The Writer’s Voice Contest Entry

My entry for the Writer’s Voice Contest:

As Dust or Breath

64 000 words

YA science fiction

 

Query:

On the 4thof July the world will end, and it’s all Kyle’s fault.

Two weeks before graduation, 18yr old Kyle Wolfe downs a bottle of tequila and accidentally starts a fire that kills his two best friends and leaves him permanently scarred. Or so he thinks. He’s not quite sure, since the memories are sketchy and he keeps shifting between realities. They both suck, and unless he wants the world to end, he’ll have to go back to when it all began; the day of the fire when he cheated on his boyfriend, Danny, with their best friend Shira. But the past is a tricky thing to change, and Kyle can’t keep living in both realities; being catapulted along the space-time continuum is killing him. He has to make a choice: Danny or Shira? Broken family or broken body? The choice isn’t easy and he better do it quick before the syzygy breaks and he risks being locked in a reality he’ll never be able to escape.

 

First 250 words:

Every time I close my eyes, I pray I won’t wake up. But, whoever’s up there, clearly doesn’t give a crap.
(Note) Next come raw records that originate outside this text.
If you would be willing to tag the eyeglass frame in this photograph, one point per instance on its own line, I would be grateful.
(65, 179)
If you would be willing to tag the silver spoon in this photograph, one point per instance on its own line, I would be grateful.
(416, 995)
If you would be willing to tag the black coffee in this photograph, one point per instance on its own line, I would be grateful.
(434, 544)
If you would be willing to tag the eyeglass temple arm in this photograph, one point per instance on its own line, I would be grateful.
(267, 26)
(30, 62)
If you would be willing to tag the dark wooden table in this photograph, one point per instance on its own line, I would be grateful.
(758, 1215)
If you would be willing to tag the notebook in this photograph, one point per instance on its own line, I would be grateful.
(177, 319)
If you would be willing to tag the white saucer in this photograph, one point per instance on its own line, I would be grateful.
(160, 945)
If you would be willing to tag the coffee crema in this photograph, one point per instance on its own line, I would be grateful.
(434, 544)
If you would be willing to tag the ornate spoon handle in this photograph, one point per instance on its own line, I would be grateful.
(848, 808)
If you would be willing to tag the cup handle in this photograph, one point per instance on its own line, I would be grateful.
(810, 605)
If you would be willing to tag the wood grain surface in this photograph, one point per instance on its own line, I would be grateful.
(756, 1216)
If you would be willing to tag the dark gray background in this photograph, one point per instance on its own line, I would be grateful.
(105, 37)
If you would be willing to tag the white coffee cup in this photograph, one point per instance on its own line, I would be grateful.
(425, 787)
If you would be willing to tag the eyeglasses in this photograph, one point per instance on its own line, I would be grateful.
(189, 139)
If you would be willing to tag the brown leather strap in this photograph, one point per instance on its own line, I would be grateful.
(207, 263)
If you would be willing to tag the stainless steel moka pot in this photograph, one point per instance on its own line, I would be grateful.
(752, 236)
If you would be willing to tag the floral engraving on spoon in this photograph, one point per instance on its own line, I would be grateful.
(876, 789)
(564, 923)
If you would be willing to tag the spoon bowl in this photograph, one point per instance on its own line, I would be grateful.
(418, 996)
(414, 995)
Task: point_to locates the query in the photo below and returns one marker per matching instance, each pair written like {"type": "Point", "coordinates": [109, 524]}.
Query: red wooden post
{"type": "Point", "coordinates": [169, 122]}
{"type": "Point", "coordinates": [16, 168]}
I must’ve dozed off and for a moment I’m in limbo, floating between two possible realities. The next instant, it comes crashing down around me and I have to deal with Danny’s death all over again. It’s like being on a rollercoaster except I’m the only one on it and there’s no getting off.

One day Danny’s dead, then reality shifts, and instead we’re mourning Shira. And what do I get out of this reality jumping deal? Cold sweats and nose bleeds, and the joy of trying to juggle two dead friends. I’d do anything to make it stop.

“We need to talk,” Shira says. We’re in Shira’s bed, tucked into the back corner of her mother’s trailer. Fairy lights dangle from the ceiling, a spider-web attempt at making the room less depressing. It smells of Shira’s grapefruit body cream and patchouli incense. It smells like sex.

The sheet clings to my sweaty chest and dust swirls in the sun-rays stabbing through the broken blinds. It’s always talking with her, like she can talk away any problem, as if talking can undo the past.

“About what?” I sit up, wrapping the sheet around my waist, hands already searching for underwear and socks. Beyond the finger-print smudged window, the sun’s just starting to slip beyond the horizon, turning the sky the color of spilled blood.